Nevertheless, the root issue on this list that seems to me most problematic is “redistributive implications for entrenched interests.” At a personal level, virtually all of us feel that “we want just a little more” and “what little we do have is at risk to being stripped away by others.” But here in the United States we’re merely worried about the price of food while others are starving; about the cost of education when others, especially young women and the poor are going entirely without; about the need for fine-tuning the justice system while others are struggling to survive in failed states, where there is little or no rule of law.

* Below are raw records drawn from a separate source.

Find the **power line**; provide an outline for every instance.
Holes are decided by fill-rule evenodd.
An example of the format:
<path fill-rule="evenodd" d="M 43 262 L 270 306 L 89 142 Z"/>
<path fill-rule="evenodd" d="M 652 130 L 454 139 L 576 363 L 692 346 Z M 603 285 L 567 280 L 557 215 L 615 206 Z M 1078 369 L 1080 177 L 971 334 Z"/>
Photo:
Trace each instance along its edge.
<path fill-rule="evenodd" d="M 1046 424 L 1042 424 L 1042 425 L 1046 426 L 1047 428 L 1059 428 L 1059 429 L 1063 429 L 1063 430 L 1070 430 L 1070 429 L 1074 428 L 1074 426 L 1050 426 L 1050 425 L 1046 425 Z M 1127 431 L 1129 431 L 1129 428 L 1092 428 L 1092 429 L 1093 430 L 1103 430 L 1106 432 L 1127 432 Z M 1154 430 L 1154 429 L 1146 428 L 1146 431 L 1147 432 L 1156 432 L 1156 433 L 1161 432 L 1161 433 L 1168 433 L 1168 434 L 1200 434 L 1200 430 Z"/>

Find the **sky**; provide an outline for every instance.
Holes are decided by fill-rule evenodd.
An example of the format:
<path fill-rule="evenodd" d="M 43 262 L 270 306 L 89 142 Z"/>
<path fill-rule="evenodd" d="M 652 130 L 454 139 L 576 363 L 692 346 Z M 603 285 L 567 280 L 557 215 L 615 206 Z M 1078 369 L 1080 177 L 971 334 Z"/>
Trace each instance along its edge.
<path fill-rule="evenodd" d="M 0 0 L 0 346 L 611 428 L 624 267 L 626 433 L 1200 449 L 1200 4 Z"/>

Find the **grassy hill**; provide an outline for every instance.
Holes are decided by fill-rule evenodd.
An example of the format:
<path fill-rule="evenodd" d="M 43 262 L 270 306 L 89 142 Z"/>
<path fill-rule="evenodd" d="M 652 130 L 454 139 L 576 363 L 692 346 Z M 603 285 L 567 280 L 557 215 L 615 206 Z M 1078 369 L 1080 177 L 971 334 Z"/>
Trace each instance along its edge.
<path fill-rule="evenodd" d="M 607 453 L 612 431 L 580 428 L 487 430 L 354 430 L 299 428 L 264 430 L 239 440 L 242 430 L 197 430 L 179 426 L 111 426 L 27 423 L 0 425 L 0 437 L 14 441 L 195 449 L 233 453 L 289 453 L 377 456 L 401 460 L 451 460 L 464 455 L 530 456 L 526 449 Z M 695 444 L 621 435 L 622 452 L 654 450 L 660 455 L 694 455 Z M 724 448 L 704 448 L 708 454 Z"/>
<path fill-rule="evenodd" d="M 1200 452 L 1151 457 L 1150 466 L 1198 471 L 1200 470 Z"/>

Paradoxically, it seems that those of us most willing to share what they have with others are the neediest – those who have the least.
In conversation on all this at breakfast, my wife pointedly asked, “so what is your solution?” To which I replied I didn’t have one. But one place I’d start? Remembering the ancient advice dating back to the Old Testament (but featured in other cultures as well) that wealth stems from generosity as much as the other way around:
One person gives freely, yet gains even more;
another withholds unduly, but comes to poverty.
A generous person will prosper;
whoever refreshes others will be refreshed.
People curse the one who hoards grain,
but they pray God’s blessing on the one who is willing to sell. – Proverbs 11:24-26
On a national and international level, the United States could emulate the precedent of the Marshall Plan implemented at the end of World War II. Ten years of Depression followed by five years of conflict had drawn down US coffers, but from 1948-1951 inclusive the United States gave away something like 2% of its GDP to a host of foreign countries (including its enemies, notably Germany). Today that would be something like $400B. Difficult to imagine reviving this commitment today, given current domestic- and geo-politics. But the postwar payoff to the United States in terms of increased trade and geopolitical stability, the respect of other nations (and domestically, our respect for ourselves) quickly made this look much more of an investment than a gift. The same outcome would likely obtain today.